After a week, Zac could have found the lake blindfold. ‘Sure thing! Turn left here, if you’re cool with steps, and I’ll walk you.’

‘I can manage some steps.’

They set off, side by side, Zac thinking somehow that there was no need to speak. Try as he might he could feel no regret at the death of her husband and she seemed happy to be with him. That was enough, just then.

‘I can walk faster than this.’

‘Sorry. You set the pace!’

She did and, suddenly scorning his navigation, cut the corner off with a steep little track where the rhododendron branches hung low. Zac stooped to follow, admiring her spirit.

But she paused above the lake, looking down at the steps that lead to the water’s edge. ‘They do look,’ she admitted, ‘a little intimidating.’

‘How about the seat?’ He pointed to a nearby bench.

‘Yes. Thank you, young man.’ Susan nodded and smiled.

They walked along and he sat down first, deliberately.

‘Is it dry?’

‘Pretty much.’

‘You mean “not really”.’ But she sat down anyway, closer than he’d hoped, and looked out across the water. ‘That is nice. Thank you.’

‘My pleasure. Do you,’ he asked carefully, ‘still have your Hasselblads?’

She nodded. ‘They bring back memories.’

‘But you don’t use them?’

‘No. Not at the moment. I suppose I may try again if my hands become stronger.’ She flexed her wrists sadly. ‘And in the meantime, the lens on this toy is surprisingly good.’

‘An incentive,’ Zac said, ‘that’s what you need.’ He reached into his pocket and handed her a parcel, silver paper with ribbon to match her scarf. ‘And I just happen to have one with me!’

She handled it carefully, turning it over in her hands, feeling its weight. Then she found the end of the ribbon and gripped it with her fingertips while she pulled. The paper came apart and she plucked at the tissue beneath, her hands trembling. ‘It’s glass. Have you bought me a mirror?’

‘No.’ He grinned.

She teased the paper away, found the dull chrome ring and pulled it out.‘A filter.’ She peered more closely. ‘A UV filter.Will it fit my Hasselblad?’
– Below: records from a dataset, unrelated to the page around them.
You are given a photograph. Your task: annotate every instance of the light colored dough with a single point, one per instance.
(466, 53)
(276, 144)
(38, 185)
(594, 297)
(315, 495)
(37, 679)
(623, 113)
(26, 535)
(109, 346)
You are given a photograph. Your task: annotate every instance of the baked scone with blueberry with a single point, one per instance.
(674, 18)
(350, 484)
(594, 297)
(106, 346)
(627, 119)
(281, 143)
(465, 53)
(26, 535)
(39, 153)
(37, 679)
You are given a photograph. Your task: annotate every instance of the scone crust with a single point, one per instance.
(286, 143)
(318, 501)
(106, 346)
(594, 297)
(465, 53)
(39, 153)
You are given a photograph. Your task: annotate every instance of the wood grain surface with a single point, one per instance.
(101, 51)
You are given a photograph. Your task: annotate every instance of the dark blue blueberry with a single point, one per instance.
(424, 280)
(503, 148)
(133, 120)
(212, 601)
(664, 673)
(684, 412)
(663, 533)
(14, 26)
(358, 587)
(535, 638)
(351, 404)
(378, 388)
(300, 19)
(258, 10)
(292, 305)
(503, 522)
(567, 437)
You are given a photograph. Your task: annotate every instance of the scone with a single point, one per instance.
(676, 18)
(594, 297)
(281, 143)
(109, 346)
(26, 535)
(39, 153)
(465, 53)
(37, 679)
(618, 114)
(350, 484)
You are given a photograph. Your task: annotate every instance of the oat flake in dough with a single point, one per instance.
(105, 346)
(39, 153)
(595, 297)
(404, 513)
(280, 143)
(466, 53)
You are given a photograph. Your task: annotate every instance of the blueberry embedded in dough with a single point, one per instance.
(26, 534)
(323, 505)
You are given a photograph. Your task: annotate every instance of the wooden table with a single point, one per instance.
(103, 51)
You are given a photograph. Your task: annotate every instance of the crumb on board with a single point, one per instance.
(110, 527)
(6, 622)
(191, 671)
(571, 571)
‘Yup. It’s Zeiss. Made for the job.’

She turned it over in her hands, held it up to the water and looked through. ‘That’s lovely. Thank you.’

It happened in an instant. The clouds rolled away from the sun, sending a bright shaft of light across the water. Susan trembled at the glare, and the filter fell from her fingers, rolled down the bank and disappeared into the lake.


She looked, for the first time since he had met her, completely forlorn.

‘Oh. How clumsy of me. I’m so sorry.’

It didn’t matter to Zac. Suddenly none of it mattered and he grabbed her hand. ‘Susan. May I buy you supper tonight?’

‘Where did you buy it?’ She stared out over the water. ‘The filter?’

‘In the States. A gizmo camera shop.’ He kept hold of her hand.

‘Such a shame.’ She shook her head sadly.

‘Susan? Tonight? Have supper with me?’

She turned to look directly at him. ‘How do you know my name?’

Zac stared back. ‘You told me, last year.’

‘Last year?’ Susan shook her head slowly. ‘You must be mistaken, young man. We have never met before. I’m sure of that. I would have remembered you.’